This year`s battle of the budget has ended with both sides the worse for wear, the deficit as big as ever, and next year`s struggle, which promises to make the current one look like a picnic, only two months away.
The agreement reached between the Democratic-controlled Congress and the Republican White House is touted as reducing the fiscal 1990 deficit by $17.8 billion, though everyone acknowledges that about $3 billion is nothing more than accounting tricks. A more accurate savings figure is about $14.8 billion. And that includes $1.7 billion achieved by moving the Postal Service`s losses ”off-budget” so they don`t count.
But this package is better than some earlier versions, partly because of automatic spending cuts that were kicked into effect by the Gramm-Rudman-Hollings deficit-reduction law. Those cuts will remain in effect until early February, saving $4.6 billion. The problem with them, however, is that they are symbolic of the inability of Congress and the President to come to grips with the deficit problem. In the end, the tough choices that led to real reductions were made automatically by a law they all claim to hate because it`s government by robot.
The new agreement allegedly will bring the deficit down to the law`s $100 billion target for 1990. In reality, it`s about twice as high. Congress and the White House conspired to shove some current expenditures back into fiscal 1989-which ended Sept. 30-and push others into the limbo they call ”off-budget.” This is what happened to the $50 billion savings-and-loan bailout.
An Oct. 1 military payday was moved up to Sept. 29, saving this fiscal year a total of $3 billion in paychecks. Since the `89 deficit target already had been met-through similar shell games, of course-Congress and the Bush administration could pretend that this did not violate the Gramm-Rudman-Hollings law.
The biggest budget scam of all involves the Social Security Trust Fund. Its surplus totals about $60 billion and is growing rapidly.
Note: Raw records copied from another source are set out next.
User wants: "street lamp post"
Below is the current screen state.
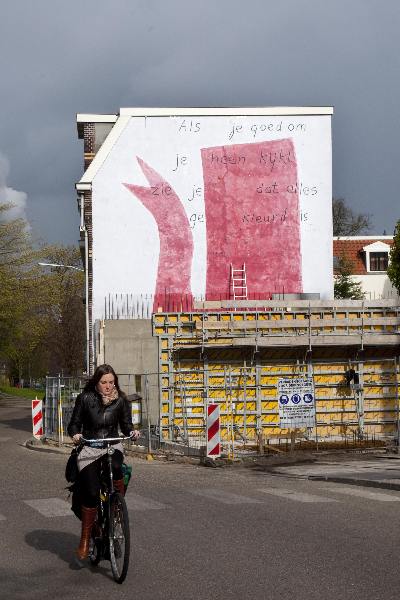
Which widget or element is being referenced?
[38,263,85,272]
[38,262,90,375]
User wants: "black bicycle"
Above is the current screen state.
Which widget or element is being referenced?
[82,437,130,583]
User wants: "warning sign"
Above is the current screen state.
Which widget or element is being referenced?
[278,377,315,429]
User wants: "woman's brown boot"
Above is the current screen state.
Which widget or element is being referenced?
[76,506,97,560]
[114,479,125,496]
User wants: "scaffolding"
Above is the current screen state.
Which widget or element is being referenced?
[153,300,400,447]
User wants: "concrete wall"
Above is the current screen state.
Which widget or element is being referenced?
[96,319,159,425]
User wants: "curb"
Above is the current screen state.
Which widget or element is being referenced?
[307,475,400,490]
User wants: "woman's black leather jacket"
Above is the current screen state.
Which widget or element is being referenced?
[68,392,133,439]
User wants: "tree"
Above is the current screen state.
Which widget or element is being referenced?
[0,203,85,379]
[387,219,400,294]
[332,198,371,236]
[38,246,86,375]
[334,256,364,300]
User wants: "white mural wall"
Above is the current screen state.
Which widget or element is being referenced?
[92,109,333,319]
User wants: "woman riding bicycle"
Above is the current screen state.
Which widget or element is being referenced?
[68,365,139,560]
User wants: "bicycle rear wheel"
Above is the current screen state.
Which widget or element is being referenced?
[109,492,130,583]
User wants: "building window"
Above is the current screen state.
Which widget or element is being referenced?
[369,252,388,271]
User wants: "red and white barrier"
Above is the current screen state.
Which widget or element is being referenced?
[207,404,221,458]
[32,398,43,439]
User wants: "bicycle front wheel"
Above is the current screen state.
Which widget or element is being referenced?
[109,492,131,583]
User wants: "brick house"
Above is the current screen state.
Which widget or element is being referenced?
[333,235,399,300]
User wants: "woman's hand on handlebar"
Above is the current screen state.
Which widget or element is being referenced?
[129,429,140,442]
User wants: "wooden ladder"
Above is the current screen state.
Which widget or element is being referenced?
[231,263,247,300]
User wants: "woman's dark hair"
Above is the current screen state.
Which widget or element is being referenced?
[83,365,125,396]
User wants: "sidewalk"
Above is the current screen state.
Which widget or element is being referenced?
[269,452,400,490]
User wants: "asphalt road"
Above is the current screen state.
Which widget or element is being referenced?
[0,399,400,600]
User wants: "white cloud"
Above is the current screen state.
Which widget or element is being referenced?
[0,154,29,227]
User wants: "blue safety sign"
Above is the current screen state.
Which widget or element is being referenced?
[277,376,315,429]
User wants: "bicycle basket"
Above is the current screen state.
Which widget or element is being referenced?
[122,463,132,490]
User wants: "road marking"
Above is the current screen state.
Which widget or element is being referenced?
[24,498,73,517]
[125,493,168,510]
[258,488,338,503]
[190,489,262,504]
[320,484,400,502]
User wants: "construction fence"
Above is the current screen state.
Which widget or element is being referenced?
[153,300,400,450]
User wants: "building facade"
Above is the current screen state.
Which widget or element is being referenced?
[333,235,399,300]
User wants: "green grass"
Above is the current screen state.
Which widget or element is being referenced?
[0,385,44,400]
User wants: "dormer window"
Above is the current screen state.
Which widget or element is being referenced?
[369,252,389,271]
[363,242,390,273]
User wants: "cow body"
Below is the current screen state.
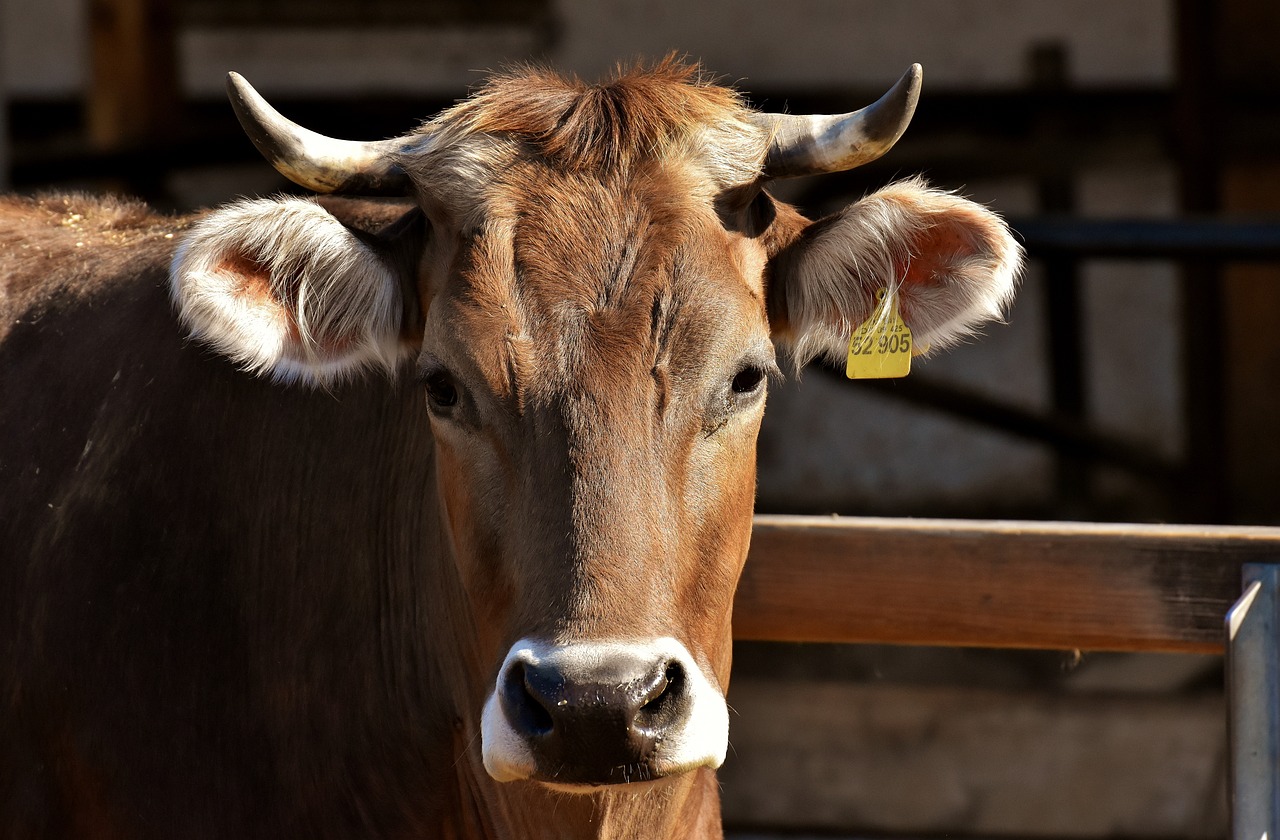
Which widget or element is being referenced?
[0,64,1018,837]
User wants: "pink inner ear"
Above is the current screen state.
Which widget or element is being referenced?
[216,251,301,342]
[899,224,978,287]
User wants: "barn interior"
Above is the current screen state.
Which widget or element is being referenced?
[0,0,1280,840]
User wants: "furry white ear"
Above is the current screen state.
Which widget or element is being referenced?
[169,198,407,385]
[769,179,1023,368]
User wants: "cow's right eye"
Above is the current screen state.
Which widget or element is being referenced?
[422,370,458,408]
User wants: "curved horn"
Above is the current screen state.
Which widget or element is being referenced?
[755,64,923,178]
[227,73,410,196]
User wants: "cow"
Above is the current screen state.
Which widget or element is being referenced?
[0,59,1021,840]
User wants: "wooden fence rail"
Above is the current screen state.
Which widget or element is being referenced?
[733,516,1280,653]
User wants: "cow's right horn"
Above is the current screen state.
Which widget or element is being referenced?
[755,64,923,178]
[227,73,410,196]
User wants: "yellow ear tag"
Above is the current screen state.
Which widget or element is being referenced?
[845,289,911,379]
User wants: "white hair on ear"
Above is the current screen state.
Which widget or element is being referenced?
[780,178,1023,368]
[169,197,403,385]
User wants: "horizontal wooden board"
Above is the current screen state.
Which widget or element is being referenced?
[733,516,1280,653]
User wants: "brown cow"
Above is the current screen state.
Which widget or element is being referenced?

All of that money will be needed when the baby boom generation retires. But the federal government spends it as fast as it comes in to pay for regular operating expenses, writing IOUs to the fund. By the end of this fiscal year, the IOUs in the Social Security Trust Fund will total $223 billion.
It took great effort over the better part of the year to produce this puny budget package. What are Congress and the President going to do next year, when they will have to knock an additional $40 billion off the deficit to meet the Gramm-Rudman-Hollings target?
The same partisan positions that caused trouble this year are not going to go away. President Bush shows no signs of easing up on his ”read-my-lips- no-new-taxes” campaign pledge, which is looking more and more like the ideological underpinning of his administration. At the same time, Democrats were emboldened by being able to block, at least for the moment, a reduction in the capital gains tax that would help lower our high cost of investment money and bring long-range benefits to the economy.
Bush is determined to win the capital gains cut, which has passed the House. A vote in the Senate showed a majority agree with him, but Senate Democrats continue to oppose the legislation and have enough votes to stop it. The capital gains question will have to be settled before much of anything else is done about the budget next year. Washington keeps hoping there will be a ”grand deal” to reduce the deficit. A deal in which the Democrats give on a capital gains tax cut and the President relents on a tax increase would be a good place to start.